Kelli Agodon started a lovely rejuvenating practice last April called The Big Poetry Giveaway, where folks all around the country posted two poetry collections that they would be giving away to celebrate the month. If you want to take part, she has the directions here.
This year I will be giving away two books by two of my favorite women poets who are also very generous and giving. These two poets rank very high in my poet pantheon. Not only are they wonderful people, but they are both amazing poets. When I consider the way that I’d like to be in the world, these two poets spring to mind.
So, here are the two books that I’ll be giving away:
Gnawed Bones by the amazing Peggy Shumaker. This book has the most striking imagery and voice. Anyone who has heard Peggy read knows how mesmerizing her poems are aloud, and they are just as captivating in print. Filled with loss and awe, Gnawed Bones is my go-to book to give to friends. So, friend, please leave a comment and you might have Peggy’s book winging its way to your home at the end of April.
Annie Finch’s book Calendars is also filled with vivid images and mastery of voice and diction. Like Peggy, Annie is fearless when exploring the body and the emotions that inhabit it. Her work unabashedly explores the myths and ethos of the feminine. I return to this collection again and again to ground myself in the musicality of the line and way word choice can swing a poem in multiple directions.
Once again, in order to have a chance at winning either of these lovely books, all you need to do is leave a comment on this post. If you don’t link to your own blog, make sure that you leave your email so I can contact you for mailing information if you win.
I confess that I take things personally when I shouldn’t and that I get my feelings hurt easily. When I’m rejected from a lit magazine, I feel, well, rejected. I shouldn’t though. Publishing is really about the right piece passing in front of the right editor at the right time. Just because a it didn’t find a home at one place, doesn’t mean that it isn’t any good or worthwhile.

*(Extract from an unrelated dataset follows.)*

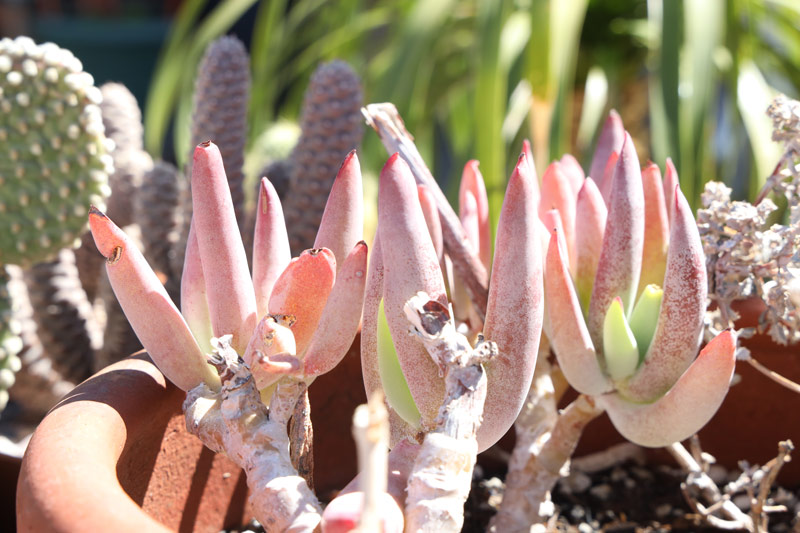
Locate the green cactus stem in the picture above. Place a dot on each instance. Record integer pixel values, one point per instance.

To illustrate the vagaries of publishing, a number of people from my grad school program have set up a page on Facebook called Paper Our Walls with Rejection Slips (Round II at this point). The idea is to have some camaraderie in the throes of rejection. You’d think this would be a dismal page but it isn’t. The postings are usually funny and charming. But more importantly for my mental health, these folks posting news about their rejections, they’re really talented writers. They aren’t writing poems about their dead cats (okay, maybe one might slip in there), they aren’t writing poems that have titles like “Friendship,” and they aren’t writing about unicorns and rainbows. These folks are writing top drawer poems and short stories and magnificent creative non-fiction and they’re still getting rejected.
Puts it all in perspective.
And so I confess, I do sulk when I get a rejection email or note in the mail. I sulk more when it’s a Xeroxed quarter slip of paper stuffed in my crinkled SASE. But, I know deep down inside that every writer gets rejected that is sending stuff out. All of them. (Okay, maybe not Billy Collins, but what does that mean?) And as Peggy Shumaker says, “Your work doesn’t get published in the drawer.” So, my suggestion to all you writers out there: find some friends that you can hold a “rejection” contest with, you’ll submit more because maybe someone will have to buy you a beer because you’ve racked up the most rejections. (And thank you Andrea Henchey for starting the whole thing, you beautiful, brave, amazing writer.)